My grandfather Max Bloom died 50 years ago today. I was too young to remember him, but my mom told me many stories about him. She adored her dad, and she used him as a model of what a man should be. This is why, for better and worse, he shaped me to be the person I am today.
Max got involved in the community. He organized scrap drives as a teenager during World War I. Mom told me that he got a commendation from President Wilson. He was actively involved in the Masons and their charity work. We still have his Mason certificate, and his pin is somewhere in storage.
He put his family first, and he often made sacrifices for them. Mom told me the story of how she wanted a rose gold Gruen watch. Grandpa gave up lunches for a month so he could surprise her with it as a gift. We still have that watch.
As much as Max Bloom was an inspirational story, he was also a cautionary one. His sacrifices cost him his health.
He developed heart disease at an early age. This caused him trouble in his career, and he had to move to several places until he took his family to Los Angeles. When Mom started at UCLA, he had a bout of illness that caused Mom to drop out of college so that she could take care of him and things at home. Fortunately, he lived long enough to walk my Mom down the aisle at her wedding and see his grandchildren be born. He died at age 66.

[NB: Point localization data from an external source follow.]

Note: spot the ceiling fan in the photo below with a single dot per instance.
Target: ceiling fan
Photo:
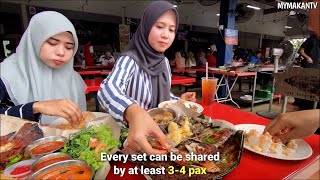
(243, 13)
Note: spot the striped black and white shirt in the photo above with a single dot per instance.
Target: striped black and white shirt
(7, 107)
(125, 85)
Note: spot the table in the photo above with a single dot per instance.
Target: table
(252, 165)
(225, 79)
(176, 79)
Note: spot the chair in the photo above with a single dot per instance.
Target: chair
(303, 83)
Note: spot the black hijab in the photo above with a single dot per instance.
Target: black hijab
(149, 60)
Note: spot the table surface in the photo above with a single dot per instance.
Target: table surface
(93, 85)
(203, 69)
(252, 165)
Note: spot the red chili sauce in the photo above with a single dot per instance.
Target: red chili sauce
(20, 170)
(46, 147)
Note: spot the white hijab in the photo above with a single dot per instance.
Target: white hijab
(28, 79)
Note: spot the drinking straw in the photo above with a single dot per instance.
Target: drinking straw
(206, 70)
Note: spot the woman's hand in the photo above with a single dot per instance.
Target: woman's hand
(62, 107)
(309, 60)
(189, 96)
(294, 125)
(140, 126)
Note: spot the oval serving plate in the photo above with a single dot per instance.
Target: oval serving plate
(230, 151)
(188, 104)
(303, 150)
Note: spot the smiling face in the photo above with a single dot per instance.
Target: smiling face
(58, 50)
(163, 31)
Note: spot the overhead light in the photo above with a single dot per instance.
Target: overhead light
(253, 7)
(291, 13)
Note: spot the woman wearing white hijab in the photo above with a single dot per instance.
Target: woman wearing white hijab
(141, 78)
(39, 78)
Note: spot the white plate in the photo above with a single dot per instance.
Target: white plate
(214, 69)
(303, 151)
(186, 103)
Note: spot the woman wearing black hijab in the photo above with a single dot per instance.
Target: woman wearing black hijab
(141, 78)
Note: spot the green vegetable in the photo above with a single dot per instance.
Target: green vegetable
(209, 140)
(78, 144)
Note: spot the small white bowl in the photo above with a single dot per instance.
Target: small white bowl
(7, 172)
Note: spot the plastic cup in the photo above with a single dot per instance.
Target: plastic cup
(209, 87)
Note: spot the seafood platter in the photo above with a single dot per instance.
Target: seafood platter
(29, 150)
(192, 133)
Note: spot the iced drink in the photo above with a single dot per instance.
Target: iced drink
(208, 90)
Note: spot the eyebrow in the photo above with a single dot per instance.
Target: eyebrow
(59, 40)
(165, 24)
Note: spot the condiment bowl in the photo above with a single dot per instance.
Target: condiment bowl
(48, 159)
(163, 116)
(80, 168)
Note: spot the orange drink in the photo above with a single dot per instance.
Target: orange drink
(208, 89)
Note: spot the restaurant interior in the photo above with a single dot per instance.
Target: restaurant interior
(224, 38)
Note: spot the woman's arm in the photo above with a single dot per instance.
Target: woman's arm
(7, 107)
(111, 94)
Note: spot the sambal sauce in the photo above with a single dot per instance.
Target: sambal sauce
(67, 172)
(49, 161)
(46, 147)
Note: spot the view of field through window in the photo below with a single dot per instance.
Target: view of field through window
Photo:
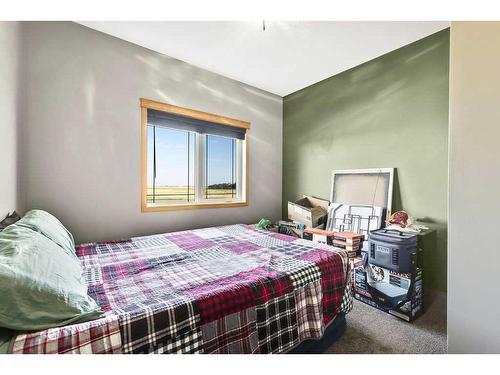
(171, 167)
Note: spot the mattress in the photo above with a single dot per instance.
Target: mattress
(228, 289)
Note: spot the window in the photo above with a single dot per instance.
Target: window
(192, 159)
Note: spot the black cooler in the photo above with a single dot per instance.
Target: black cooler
(393, 249)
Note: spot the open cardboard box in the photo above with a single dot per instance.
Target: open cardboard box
(309, 211)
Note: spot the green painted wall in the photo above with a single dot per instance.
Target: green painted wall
(389, 112)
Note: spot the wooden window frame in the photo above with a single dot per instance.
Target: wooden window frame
(146, 104)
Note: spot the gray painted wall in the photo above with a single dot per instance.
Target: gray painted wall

When I studied for my bar mitzvah, I took his Hebrew name, Mordecai, as my Hebrew name. I still remember Mom lighting the Yartzheit candle at the anniversary of his death and going to Yizkor service during High Holy Days to honor him.
Grandpa Max is an example how people can shape others and leave a legacy long after they’re gone. Even their shortcomings can teach us to be wiser people. I will always look up to him as an exemplary person. His memory remains a blessing.